II. Athens & Thessaloniki
by Marina Fokidis
This is an excerpt from Even no. 2, published in fall 2015.
Devoid of humans, the city looks like a ghost of itself. The camera in Marina Gioti’s film As to Posterity (2014), seen earlier this year at the Thessaloniki Biennale, travels through the streets of Athens during different seasons and different times of the day—three years’ worth of travel, at the peak of the economic crisis. We pass through empty streets and parks, cinemas and shops, urban voids. The only apparent sound is that of the natural environment. Birds are still singing, but their song gives little hint of what has happened to the city’s other, human inhabitants.
Is this the near future, or an allegory for the present? An end or a beginning? The landscape Gioti presents in As to Posterity is more oneiric than real — despite the fact that it is neither staged nor digitally manipulated. The despair and solitude evoked by the urban desert coexist with a sense of a wishful utopia, as if this is the Athens that might appear when the place is free of its main destroyers: we humans ourselves. Without losing its hard edge, formed as it is of images from the symbolically and literally ruined Greek capital, the film seems like an ode to an impossible place. That is already here.
“Anyone who lived through the days of December 2008 in Athens knows what the word ‘insurrection’ signifies in a western metropolis,” write the members of the anonymous French collective The Invisible Committee in their new book To Our Friends. Even the Christmas tree standing in Syntagma Square was set ablaze. Seven years later, we can see just where that insurrection got us. “What the Greek case shows us,” The Invisible Committee concludes, “is that without a concrete idea of what a victory would be, we can’t help but be defeated. Insurrectionary determination is not enough; our confusion is still too thick. Hopefully, studying our defeats will serve at least to dissipate it somewhat.”
Unemployment, pay cuts, constant demonstrations, instability, fascism, injustice, corruption, lack of resources, a newly radicalized class of people just sacked, frustration, mandatory migration, displacement, uncertainty, lack of welfare, loss of hope, elections, re-elections, power manipulation, fatigue, exhaustion, paralysis, capital controls…. The everyday here in Greece is like a leaky vessel. And while the water level is dropping, ideas on how to survive in the postcapitalist desert do not come easy. The situation is ruthless, and there are no easy solutions. All possible outcomes entail a degree of discomfort or a price to be paid. The Greek crisis confronts us as a harsh reality that is here to stay: a difficult episode of an unknown duration, which we all have to learn to survive as best as possible.
The defiance and anger do not limit themselves to national borders. It spreads beyond Greece, beyond nations, beyond territorial and economical communities. Europe seems to be in the process of turning itself into a museum, just as an immense flux of refugees arrives, many of them coming ashore first in Greece before continuing to Western Europe. The continent’s prevailing political and economic system, and the doctrines that undergirded them, no longer function — and yet at the same time no promising alternative solutions seem forthcoming. Time seems limited, the need for a collective introspection urgent.

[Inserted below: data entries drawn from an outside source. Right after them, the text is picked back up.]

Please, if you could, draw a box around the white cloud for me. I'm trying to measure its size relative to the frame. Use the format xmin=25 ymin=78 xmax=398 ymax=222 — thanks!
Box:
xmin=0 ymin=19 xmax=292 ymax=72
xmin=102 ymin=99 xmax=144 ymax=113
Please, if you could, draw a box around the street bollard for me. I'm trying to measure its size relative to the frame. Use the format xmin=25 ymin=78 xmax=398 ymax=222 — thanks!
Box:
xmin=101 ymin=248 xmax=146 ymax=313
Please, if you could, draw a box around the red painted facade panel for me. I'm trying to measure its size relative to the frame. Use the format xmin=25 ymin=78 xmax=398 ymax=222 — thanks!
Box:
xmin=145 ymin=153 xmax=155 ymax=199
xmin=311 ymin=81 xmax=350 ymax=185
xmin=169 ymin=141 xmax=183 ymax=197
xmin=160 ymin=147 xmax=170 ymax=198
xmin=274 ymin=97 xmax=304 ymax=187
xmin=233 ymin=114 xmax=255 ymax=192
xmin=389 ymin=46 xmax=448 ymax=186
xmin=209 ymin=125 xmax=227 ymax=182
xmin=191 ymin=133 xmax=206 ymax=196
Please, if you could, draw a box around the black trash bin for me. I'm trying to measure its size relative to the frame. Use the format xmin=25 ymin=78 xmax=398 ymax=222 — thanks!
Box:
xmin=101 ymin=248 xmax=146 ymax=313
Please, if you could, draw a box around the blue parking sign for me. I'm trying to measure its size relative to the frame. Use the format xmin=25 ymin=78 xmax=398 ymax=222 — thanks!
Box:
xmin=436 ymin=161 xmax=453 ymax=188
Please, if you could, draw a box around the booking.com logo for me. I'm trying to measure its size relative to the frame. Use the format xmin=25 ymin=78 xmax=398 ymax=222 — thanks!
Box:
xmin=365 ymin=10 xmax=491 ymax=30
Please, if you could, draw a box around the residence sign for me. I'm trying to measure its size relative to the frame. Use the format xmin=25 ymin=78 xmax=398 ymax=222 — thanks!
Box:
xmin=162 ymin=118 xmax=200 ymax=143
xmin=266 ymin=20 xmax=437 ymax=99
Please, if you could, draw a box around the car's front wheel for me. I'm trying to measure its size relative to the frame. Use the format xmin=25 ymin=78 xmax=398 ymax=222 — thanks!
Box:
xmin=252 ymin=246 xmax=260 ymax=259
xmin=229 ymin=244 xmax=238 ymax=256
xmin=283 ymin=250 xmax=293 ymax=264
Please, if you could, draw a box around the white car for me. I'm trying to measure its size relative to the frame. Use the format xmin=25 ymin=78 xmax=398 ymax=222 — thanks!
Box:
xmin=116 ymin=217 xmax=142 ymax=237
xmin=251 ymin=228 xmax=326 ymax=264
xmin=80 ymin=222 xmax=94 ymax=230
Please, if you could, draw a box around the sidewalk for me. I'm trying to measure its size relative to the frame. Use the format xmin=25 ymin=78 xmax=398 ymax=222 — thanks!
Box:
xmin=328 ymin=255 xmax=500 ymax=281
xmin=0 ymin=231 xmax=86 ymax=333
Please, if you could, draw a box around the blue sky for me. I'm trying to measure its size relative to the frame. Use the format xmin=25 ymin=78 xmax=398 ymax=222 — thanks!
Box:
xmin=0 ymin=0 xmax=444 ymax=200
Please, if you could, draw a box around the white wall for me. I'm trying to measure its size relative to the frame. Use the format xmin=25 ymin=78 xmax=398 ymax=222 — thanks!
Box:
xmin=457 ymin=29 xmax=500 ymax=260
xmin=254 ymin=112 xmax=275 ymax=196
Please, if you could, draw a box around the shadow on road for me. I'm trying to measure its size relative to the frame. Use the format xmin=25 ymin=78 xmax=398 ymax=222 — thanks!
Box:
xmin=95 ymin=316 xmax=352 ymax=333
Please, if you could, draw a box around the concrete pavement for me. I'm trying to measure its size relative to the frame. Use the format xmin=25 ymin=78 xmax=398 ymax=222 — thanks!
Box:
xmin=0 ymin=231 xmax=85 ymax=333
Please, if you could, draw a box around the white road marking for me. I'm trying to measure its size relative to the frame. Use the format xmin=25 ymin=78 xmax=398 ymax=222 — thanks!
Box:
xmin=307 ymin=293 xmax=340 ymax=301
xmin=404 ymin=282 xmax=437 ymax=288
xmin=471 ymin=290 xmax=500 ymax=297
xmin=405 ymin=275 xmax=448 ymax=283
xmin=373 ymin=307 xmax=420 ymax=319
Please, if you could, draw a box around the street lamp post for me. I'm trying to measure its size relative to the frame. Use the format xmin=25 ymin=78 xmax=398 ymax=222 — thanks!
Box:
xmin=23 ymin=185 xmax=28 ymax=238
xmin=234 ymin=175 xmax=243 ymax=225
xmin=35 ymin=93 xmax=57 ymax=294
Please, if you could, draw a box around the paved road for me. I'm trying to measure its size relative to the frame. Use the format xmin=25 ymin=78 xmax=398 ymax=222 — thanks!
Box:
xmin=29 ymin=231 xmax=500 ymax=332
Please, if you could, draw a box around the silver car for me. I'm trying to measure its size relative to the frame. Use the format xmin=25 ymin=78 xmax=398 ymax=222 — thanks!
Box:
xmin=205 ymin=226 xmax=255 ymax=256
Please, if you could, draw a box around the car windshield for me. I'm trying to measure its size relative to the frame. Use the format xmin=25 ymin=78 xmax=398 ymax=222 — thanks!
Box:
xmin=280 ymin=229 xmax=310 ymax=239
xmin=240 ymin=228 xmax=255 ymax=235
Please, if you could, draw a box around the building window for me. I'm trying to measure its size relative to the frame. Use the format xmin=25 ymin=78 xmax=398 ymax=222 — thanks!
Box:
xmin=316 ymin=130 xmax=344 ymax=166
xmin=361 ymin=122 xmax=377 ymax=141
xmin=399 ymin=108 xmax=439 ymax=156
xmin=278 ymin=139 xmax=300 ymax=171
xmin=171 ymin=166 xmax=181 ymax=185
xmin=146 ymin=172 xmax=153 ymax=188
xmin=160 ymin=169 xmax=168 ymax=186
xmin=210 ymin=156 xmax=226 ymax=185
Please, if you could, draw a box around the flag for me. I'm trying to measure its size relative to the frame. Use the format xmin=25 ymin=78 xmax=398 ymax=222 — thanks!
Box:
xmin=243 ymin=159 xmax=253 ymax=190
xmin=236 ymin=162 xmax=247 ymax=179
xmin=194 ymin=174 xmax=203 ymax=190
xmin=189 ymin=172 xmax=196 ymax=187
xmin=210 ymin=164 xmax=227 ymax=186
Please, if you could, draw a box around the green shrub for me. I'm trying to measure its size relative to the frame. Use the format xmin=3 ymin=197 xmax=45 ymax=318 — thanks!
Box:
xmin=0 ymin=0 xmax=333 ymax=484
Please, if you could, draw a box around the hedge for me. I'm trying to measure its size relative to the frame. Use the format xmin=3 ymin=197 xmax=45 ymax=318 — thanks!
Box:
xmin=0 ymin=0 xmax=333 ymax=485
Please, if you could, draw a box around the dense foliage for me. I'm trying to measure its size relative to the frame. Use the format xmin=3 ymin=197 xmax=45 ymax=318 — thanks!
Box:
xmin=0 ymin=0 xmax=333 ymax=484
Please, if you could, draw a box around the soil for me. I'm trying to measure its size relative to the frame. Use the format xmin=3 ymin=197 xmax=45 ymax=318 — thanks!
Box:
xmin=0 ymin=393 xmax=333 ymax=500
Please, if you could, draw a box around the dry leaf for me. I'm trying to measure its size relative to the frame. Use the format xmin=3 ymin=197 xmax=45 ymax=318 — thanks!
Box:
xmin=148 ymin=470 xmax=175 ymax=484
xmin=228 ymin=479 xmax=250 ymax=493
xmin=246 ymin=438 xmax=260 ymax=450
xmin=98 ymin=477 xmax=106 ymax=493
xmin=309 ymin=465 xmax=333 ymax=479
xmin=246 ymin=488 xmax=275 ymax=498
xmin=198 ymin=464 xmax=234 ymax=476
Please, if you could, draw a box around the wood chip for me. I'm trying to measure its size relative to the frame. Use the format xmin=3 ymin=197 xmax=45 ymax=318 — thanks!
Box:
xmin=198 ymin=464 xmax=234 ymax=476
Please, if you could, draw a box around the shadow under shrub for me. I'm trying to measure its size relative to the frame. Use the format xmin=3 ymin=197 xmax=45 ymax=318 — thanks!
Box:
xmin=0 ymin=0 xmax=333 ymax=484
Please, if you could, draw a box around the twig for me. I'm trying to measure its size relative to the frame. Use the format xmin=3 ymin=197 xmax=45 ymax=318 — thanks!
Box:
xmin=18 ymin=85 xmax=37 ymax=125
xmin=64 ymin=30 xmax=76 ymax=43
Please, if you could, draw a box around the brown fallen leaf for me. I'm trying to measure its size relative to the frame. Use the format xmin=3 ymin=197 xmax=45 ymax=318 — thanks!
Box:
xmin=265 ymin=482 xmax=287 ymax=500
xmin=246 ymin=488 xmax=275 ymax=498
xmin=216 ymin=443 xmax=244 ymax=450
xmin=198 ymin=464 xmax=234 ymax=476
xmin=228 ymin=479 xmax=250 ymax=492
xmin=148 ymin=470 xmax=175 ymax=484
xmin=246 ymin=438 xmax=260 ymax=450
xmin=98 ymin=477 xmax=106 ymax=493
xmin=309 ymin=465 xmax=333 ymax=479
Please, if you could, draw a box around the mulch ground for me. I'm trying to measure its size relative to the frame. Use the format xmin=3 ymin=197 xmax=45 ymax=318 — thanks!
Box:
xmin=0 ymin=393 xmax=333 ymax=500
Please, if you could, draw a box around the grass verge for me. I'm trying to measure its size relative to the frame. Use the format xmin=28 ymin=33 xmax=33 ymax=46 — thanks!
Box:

The word crisis has become an easy tag for everything: it vitiates the need for serious thinking, and that is nothing less than immoral. So our greatest responsibility during these times is to think with the deepest precision — to think of causes and possibilities, to analyze facts, to open up a constructive environment for knowledge, even amidst the difficult context produced by the real restrictions imposed upon us.

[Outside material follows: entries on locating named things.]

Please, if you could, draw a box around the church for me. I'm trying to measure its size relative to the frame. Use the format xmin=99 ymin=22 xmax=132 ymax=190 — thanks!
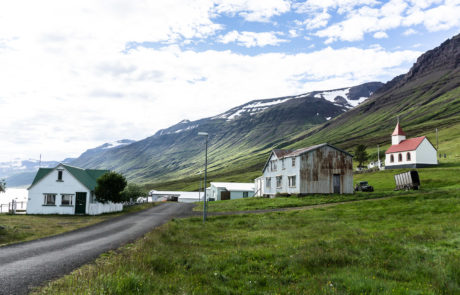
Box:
xmin=385 ymin=120 xmax=438 ymax=169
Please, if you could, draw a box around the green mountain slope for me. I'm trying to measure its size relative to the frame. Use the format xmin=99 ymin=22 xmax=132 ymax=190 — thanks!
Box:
xmin=73 ymin=35 xmax=460 ymax=190
xmin=285 ymin=35 xmax=460 ymax=154
xmin=72 ymin=82 xmax=383 ymax=189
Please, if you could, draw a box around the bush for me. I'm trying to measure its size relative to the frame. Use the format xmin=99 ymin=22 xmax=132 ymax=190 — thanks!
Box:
xmin=94 ymin=172 xmax=127 ymax=203
xmin=121 ymin=183 xmax=148 ymax=200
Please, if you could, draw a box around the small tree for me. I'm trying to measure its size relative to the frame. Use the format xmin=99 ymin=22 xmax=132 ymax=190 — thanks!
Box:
xmin=121 ymin=183 xmax=147 ymax=200
xmin=94 ymin=172 xmax=127 ymax=203
xmin=355 ymin=144 xmax=369 ymax=168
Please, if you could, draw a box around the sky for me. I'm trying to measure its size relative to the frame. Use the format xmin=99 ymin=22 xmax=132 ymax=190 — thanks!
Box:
xmin=0 ymin=0 xmax=460 ymax=161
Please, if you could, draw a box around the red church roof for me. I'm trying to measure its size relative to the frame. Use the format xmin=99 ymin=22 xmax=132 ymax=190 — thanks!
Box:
xmin=392 ymin=122 xmax=406 ymax=136
xmin=385 ymin=137 xmax=426 ymax=154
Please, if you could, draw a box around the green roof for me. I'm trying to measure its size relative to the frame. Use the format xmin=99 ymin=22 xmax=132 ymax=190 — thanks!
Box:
xmin=29 ymin=164 xmax=110 ymax=191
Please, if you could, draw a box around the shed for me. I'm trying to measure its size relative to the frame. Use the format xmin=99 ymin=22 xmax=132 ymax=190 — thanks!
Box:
xmin=259 ymin=143 xmax=353 ymax=197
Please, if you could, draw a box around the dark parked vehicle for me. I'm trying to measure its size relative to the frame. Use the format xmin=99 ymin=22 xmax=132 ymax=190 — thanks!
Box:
xmin=395 ymin=170 xmax=420 ymax=191
xmin=355 ymin=181 xmax=374 ymax=192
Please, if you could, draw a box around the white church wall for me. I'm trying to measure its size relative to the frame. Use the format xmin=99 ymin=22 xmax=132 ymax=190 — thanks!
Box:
xmin=416 ymin=138 xmax=438 ymax=165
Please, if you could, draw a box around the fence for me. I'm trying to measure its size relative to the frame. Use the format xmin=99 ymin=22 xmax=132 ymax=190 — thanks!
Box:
xmin=0 ymin=200 xmax=27 ymax=214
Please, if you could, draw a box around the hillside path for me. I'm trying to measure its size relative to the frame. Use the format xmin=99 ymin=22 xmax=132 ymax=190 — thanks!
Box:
xmin=0 ymin=203 xmax=194 ymax=294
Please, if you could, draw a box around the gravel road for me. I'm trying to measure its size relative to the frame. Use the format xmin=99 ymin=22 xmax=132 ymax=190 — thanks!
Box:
xmin=0 ymin=203 xmax=194 ymax=294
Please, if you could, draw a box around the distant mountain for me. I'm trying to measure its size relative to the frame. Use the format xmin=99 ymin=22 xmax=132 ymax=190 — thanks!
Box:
xmin=284 ymin=34 xmax=460 ymax=153
xmin=0 ymin=158 xmax=74 ymax=187
xmin=72 ymin=82 xmax=383 ymax=187
xmin=0 ymin=139 xmax=134 ymax=187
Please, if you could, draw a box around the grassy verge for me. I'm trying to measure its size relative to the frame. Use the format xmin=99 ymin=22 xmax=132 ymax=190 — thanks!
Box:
xmin=0 ymin=203 xmax=155 ymax=246
xmin=194 ymin=163 xmax=460 ymax=212
xmin=37 ymin=190 xmax=460 ymax=294
xmin=193 ymin=192 xmax=413 ymax=212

The art scene in Greece has gained greater international attention over the last several years. “Holiday in someone else’s misery” was a slogan that the artist Phil Collins was circulating on T-shirts in a similar situation, during the first Tirana Biennial in Albania in 2001, and that might be the case here also. But only partially. Greek artists and art professionals have been sensitized by the fragile situation around them, and they urgently need to communicate with the rest of the world. More than that, art has offered a way to endure the harshness of everyday life over the last years while not losing our dignity. In a country whose citizens oscillate between despair, lack of resources, uncertainty, turbulence, anomie, disbelief, corruption, and chaos, adopting an imaginative distance from daily events can sometimes be more effective than any gestural form of destruction. Art in Greece today no longer aims to offer an imitation or critique of reality, but much more a means of departure — from the everyday toward the realm of the imaginary. Seven years ago we were hurled violently away from our prior certainties, and we still live at a “point zero” from which we can find no escape. How then can we formulate a new perception of our lives and actions: a new ontology? Art, I hope, can serve as one of the terrains to reflect on our will and our strategy to fight for a more inclusive present, and a somehow livable future. If one can still count on the future, that is.